故事似乎可以追溯到古代。尽管历史已无情地侵蚀了这里昔日的荣光,仅剩一座土丘。人民依然称呼它为「将台」,昭示着一种社会秩序。传统观念令人反胃,我们这一代人也不吝表达自己的当代性作为辩护(当然我知道这封建范式依然有其大量拥趸),细细想来不过是像颐堤港之于将台路这样一种自我修饰罢了。

具体到最近国内发生的恶性事件,以及因之而引发的性别纷争,那些忙着打拳的男女拳师们反倒看起来更为真诚,而我更加讨厌那些用着高级词汇看似中立客观的理中客来了(比如我很讨厌的一个说客——陈铭)。我突然想明白了一个道理就是我们都身处这个巨大社会的型塑之中,没有人能够独善其身。除非我表现出一种对社会的绝对反叛,否则我也不得不同流合污,而显然我既没反社会的勇气,也暂时没逃离的能力。
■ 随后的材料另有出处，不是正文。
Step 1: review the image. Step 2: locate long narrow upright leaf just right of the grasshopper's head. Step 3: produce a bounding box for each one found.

当我和友人在颐堤港的异国料理就餐的时候,当我和父辈的友人在将台路的烤鸭店饮酒的时候,谈笑风生,推杯换盏。散去后紧接着是一种失落感,是宋冬野唱的「脏水洗身,浊杯赴宴,欲辩忘言,忘言欲辩」。然而其他人审视我,也将和我审视宋冬野一样,纵使这么唱着清欢歌词也无法掩饰那毛孔里散发着的腥膻气味。